China’s attack on COVID-19 is fittingly mammoth, too, capable of locking down millions in a show of state power built partly on Orwellian surveillance architecture. Need a medical facility? During the pandemic, China built 1,000-bed hospitals in 10 days.
‘POLITICS OF GRANDEUR’
Maria Repnikova, a China specialist at Georgia State University, termed China’s policy of going large as the “politics of grandeur,” something that reaches beyond concrete to include scholarships for foreign students, exchanges, training, and economic aid.
“The idea is to give more to impress upon external audiences that we have so much to give you, that nobody else can compete with that,” Repnikova said in an interview.
“The first thing you see (in China) is the intensity of the scale, whether it’s the presidential buildings or whether it’s other sites or Olympic venues. That’s something that at first catches someone’s eye, and then it makes one wonder — how have they done it?”
But in the China context, what does big really mean? It’s impressive and can literally change the landscape. Yet there’s massive meaning, too, in the thinking behind it — particularly for a government that has long prized the projection of control outward to its sometimes disobedient hinterlands.

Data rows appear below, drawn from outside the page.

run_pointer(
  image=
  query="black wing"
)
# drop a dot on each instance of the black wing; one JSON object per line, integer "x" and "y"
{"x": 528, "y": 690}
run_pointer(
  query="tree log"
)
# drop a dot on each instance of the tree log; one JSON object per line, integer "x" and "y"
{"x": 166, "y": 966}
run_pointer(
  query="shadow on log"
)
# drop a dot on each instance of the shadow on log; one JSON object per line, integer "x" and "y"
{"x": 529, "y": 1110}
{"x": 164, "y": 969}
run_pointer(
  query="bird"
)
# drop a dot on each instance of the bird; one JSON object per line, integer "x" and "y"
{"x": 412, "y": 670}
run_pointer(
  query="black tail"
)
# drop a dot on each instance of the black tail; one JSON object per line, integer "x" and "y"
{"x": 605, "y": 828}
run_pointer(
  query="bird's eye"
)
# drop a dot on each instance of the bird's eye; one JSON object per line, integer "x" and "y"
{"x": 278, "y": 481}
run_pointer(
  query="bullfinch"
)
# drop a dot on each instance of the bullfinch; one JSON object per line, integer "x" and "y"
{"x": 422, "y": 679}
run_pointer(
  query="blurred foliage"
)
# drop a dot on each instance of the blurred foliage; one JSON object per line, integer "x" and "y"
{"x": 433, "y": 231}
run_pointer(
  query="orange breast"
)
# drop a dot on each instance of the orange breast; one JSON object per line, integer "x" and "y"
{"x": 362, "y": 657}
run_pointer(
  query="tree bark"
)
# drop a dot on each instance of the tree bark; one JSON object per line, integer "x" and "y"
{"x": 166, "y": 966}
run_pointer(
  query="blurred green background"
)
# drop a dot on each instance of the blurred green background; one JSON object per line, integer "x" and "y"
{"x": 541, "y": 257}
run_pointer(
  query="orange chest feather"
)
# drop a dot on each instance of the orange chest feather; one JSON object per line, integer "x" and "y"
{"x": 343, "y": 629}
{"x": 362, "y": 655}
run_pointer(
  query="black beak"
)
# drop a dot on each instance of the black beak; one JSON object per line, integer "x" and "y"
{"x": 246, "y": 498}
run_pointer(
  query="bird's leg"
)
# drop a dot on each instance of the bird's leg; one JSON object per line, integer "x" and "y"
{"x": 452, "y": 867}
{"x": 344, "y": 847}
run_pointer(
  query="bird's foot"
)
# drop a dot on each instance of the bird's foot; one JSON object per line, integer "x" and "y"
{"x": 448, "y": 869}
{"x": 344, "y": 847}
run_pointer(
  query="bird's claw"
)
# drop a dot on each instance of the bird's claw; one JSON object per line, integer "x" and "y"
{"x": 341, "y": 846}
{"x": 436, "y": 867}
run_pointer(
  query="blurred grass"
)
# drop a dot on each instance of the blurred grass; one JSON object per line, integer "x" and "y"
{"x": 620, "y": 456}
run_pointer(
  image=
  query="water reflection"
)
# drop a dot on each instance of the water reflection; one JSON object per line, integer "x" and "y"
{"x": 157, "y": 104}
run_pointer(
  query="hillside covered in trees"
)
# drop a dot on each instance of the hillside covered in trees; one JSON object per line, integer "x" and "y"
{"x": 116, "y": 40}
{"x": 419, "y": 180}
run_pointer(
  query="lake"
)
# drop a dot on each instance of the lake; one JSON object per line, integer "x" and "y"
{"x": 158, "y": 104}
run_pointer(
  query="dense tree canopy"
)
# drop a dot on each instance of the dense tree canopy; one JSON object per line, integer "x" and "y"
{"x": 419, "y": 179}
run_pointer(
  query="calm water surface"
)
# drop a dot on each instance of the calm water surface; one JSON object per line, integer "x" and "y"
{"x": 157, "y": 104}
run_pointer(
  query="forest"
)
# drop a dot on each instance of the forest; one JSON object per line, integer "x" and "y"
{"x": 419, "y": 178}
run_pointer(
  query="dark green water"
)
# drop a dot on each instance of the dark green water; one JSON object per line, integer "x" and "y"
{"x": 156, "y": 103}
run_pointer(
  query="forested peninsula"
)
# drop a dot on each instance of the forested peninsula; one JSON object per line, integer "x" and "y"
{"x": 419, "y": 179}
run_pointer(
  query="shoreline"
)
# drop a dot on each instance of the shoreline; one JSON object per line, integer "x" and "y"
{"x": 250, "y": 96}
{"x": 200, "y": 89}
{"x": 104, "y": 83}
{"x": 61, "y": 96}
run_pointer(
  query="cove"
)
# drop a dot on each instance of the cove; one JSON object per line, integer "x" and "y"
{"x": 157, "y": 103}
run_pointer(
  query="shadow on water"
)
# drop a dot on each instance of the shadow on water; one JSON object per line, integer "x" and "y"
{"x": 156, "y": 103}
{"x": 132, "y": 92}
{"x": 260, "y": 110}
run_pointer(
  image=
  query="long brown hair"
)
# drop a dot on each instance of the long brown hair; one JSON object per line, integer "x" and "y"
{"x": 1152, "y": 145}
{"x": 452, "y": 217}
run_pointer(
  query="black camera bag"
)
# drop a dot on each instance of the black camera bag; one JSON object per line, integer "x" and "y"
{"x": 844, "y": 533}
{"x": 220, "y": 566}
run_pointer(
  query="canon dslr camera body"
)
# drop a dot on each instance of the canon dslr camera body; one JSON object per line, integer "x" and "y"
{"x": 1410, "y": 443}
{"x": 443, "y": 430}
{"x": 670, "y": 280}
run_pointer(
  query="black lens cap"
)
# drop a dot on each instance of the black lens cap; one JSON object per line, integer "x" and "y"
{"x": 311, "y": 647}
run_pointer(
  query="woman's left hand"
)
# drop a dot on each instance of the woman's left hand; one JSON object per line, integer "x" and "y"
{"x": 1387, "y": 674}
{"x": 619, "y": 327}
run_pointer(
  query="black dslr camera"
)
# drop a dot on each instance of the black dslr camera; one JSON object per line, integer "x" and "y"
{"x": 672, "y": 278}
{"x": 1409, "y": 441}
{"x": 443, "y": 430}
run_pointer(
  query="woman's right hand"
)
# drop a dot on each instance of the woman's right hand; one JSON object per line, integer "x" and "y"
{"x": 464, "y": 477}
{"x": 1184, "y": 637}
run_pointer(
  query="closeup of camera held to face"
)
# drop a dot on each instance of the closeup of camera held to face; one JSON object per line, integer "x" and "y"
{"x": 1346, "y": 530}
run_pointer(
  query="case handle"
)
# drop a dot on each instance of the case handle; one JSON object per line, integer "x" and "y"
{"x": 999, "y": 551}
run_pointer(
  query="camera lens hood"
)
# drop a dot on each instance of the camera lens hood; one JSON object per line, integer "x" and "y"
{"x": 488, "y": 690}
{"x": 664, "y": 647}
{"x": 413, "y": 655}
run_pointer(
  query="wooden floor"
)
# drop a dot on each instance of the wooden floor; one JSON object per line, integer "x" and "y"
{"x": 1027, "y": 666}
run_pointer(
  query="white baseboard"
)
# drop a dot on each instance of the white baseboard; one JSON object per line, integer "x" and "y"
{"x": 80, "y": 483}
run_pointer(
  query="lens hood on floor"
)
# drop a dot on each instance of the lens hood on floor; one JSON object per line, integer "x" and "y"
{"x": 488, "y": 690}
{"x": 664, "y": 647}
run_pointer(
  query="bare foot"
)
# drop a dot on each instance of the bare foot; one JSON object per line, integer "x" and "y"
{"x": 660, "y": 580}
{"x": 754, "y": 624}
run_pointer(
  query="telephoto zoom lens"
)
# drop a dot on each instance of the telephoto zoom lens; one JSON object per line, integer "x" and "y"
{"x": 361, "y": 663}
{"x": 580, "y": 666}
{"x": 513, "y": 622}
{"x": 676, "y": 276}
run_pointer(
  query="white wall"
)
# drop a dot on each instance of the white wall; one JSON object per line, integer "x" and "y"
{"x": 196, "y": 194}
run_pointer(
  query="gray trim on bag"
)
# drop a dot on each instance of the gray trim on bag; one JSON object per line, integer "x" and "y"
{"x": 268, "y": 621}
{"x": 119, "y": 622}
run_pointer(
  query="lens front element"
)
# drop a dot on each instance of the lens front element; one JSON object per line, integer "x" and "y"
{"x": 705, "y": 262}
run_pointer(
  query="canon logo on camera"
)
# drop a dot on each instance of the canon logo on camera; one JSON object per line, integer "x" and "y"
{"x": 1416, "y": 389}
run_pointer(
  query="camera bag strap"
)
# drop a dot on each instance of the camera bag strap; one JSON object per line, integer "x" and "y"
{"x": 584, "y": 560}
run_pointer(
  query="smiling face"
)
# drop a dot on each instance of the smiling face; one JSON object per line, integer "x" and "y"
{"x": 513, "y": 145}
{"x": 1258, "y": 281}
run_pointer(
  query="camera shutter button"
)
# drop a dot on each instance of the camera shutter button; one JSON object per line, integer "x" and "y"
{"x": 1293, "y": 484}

“Authoritarian use of political symbols and propaganda can serve two purposes: to persuade audiences of the regime’s legitimacy, and to demonstrate state power,” Sheena Greitens, who researches China at the University of Texas at Austin, wrote in an e-mail.
“I suspect that Beijing will use both during the Olympics, presenting domestic and international audiences with humanizing stories about ordinary Chinese people while also making sure they witness impressive displays of the CCP (Chinese Communist Party) and state power.”
Diana Fu, a China expert at the University of Toronto, said authoritarian states often build in a systematic way that she terms “spatial governance,” which helps them put down any protests or insurrections.
“Small, winding streets and dense neighborhoods can foster a sense of neighborly feelings and trust, which is critical for collective action,” Fu said. “In contrast, large boulevards and predictably geometric patterns of streets and districts allow the state to better surveil and control its population. Authoritarian states like contemporary China are able to do so while facing little opposition from civil society.”
For the 2008 Olympics, China even tried to control the weather, claiming to make rain to clear the polluted skies, and then drive rain away when it was called for. The rainmakers had installations outside Beijing, where peasants donned military fatigues and helmets and used anti-aircraft guns and rocket launchers to blast the sky with silver iodide, hoping to coax rain from the clouds.
That’s going big.
Sixty years ago, during the Great Leap Forward, Mao Zedong made extravagant claims about new agricultural techniques that could lift China out of starvation. His plans to beat nature were based mostly on ideology and pseudo-science and caused widespread famine.
“Authoritarian parties and leaders try to create a sense of unassailability,” Alexander Dukalskis, who teaches international relations at the University of Dublin, said. “Through symbols and displays of state power they communicate that their rule is inevitable and that challenges are bound to be fruitless.”
He added: “Projections of state power are also useful for an international audience: They can convince other states or companies that if they step out of line, then they can be punished.”